İlmi tefsiri Kur’an’la temellendirmek
isteyenler, “Biz kitapta hiçbir şeyi eksik bırakmadık.” (En’am,
38); “Yaş ve kuru hiçbir şey yoktur ki, apaçık bir kitapta olmasın.” (En’am,
59); “Sana her şeyi açıklayıcı kitabı indirdik.” (Nahl, 89) ayetlerini
delil getirip çeşitli ilimleri Kur’an’da aramayı denemişlerdir. Fakat
bilinmelidir ki bu ayetler Kur’an’ın bir hidayet kitabı olması
dolayısıyla “din” e ait, hiçbir şeyin eksik bırakılmadığı
(En’am,38), her şeyin açıklandığı (Nahl,89) açıklamaktadır.
İlmi/bilimsel tefsir anlayışını ilk sistemleştiren
İmamı Gazali (ö. 1111) özellikle Cevahir ul-Kur’an ve diğer eserlerinde geniş
malumatlarda bulun-muştur. Gazali bazı ilim adamlarının, her bir
ayetin 60.000 manası olduğunu, bazılarının da 77.200 anlamı olduğunu
bildirir. İlmi tefsiri Gazali ve Fahreddin er-Razi’ye (ö.1210)

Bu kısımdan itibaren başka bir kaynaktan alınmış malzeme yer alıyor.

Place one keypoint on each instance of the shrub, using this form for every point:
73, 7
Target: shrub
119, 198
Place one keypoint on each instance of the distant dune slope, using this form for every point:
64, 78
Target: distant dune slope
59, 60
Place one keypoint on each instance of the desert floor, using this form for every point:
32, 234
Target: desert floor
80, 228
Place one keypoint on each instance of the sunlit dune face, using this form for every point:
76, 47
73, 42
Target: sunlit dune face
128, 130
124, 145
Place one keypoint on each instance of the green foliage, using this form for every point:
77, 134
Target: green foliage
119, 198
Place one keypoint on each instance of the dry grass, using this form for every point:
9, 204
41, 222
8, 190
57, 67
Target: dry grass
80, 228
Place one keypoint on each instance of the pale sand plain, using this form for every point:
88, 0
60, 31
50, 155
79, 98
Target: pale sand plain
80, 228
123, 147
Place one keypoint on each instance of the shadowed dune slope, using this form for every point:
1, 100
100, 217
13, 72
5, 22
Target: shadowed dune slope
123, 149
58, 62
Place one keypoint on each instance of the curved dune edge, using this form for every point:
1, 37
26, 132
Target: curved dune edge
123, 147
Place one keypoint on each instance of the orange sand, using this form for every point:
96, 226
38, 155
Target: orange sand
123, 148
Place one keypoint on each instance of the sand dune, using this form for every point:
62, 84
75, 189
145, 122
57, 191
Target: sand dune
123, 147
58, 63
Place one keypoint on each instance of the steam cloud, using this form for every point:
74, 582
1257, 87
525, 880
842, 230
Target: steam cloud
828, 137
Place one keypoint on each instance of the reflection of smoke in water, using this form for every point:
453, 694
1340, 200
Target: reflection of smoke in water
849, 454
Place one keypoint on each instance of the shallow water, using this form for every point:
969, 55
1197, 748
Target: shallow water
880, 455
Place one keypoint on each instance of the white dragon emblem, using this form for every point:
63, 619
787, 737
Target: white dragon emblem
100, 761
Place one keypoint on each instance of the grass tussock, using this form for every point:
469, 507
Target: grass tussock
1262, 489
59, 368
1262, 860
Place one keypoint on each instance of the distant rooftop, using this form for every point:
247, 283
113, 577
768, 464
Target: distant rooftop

dayandıranlar varsa da aslında rağbet görüp ekolleşmesi modern dönemin -son iki
yüzyılın- ortaya çıkardığı bir yorum biçimidir.
Kur’an’ın birçok ayette insanın kendi doğasına, varlıklara
bakmasını önermesi bilimi teşvik olarak anlaşılabilir ve okunabilir. İlk
asırların âlimleri böyle anlamış ve pek çok bilimin temelini atmıştır. Bu doğru
bir algı ve okumadır. Ancak bundan insanın kendi doğasından tıp, psikoloji,
sosyoloji ve antropoloji; varlıklara bakmasından botanik, zooloji, uzay, fizik
ve kimya bilimine işaret ediyor diye bu ilimlerin verilerini Kur’an’da aramak
doğru değildir. Onları Kur’an’a doğrulatmak ve Kur’an’ı hidayet rehberi
konumundan modern bilimin şifrelerinin gizli olduğu bir bilim kitabı olarak
algıla(t)mak kesinlikle doğru değildir. Çünkü bilimsel bilgi günden güne
değişmektedir. Dolayısıyla yanlışlanma ihtimallerine çok
açıktır. Bazen oluyor ki bir sonraki gelişme bir önceki bilginin
yanlış olduğunu ortaya koyabiliyor. Kur’an’ı sürekli bu gelişmelere uyarlamaya
çalışmak; Kur’an’ın insanlar nazarında değersizleşmesine, nesne konumuna
düşmesine ve evrensel ilke ve değerlerinin güncel bilimsel bilgilerin payandası
konumuna indirgemek olacaktır. Bu, ayetlerin her buluşa göre yeniden
yorumlanması gibi sakat bir anlayışın doğmasına da neden olabilir, hatta
olmuştur da.
Bilimci yaklaşımların temelinde batının ulaştığı
ekonomik, ilmi ve teknolojik seviyeye karşı duyulan kompleks yatmaktadır.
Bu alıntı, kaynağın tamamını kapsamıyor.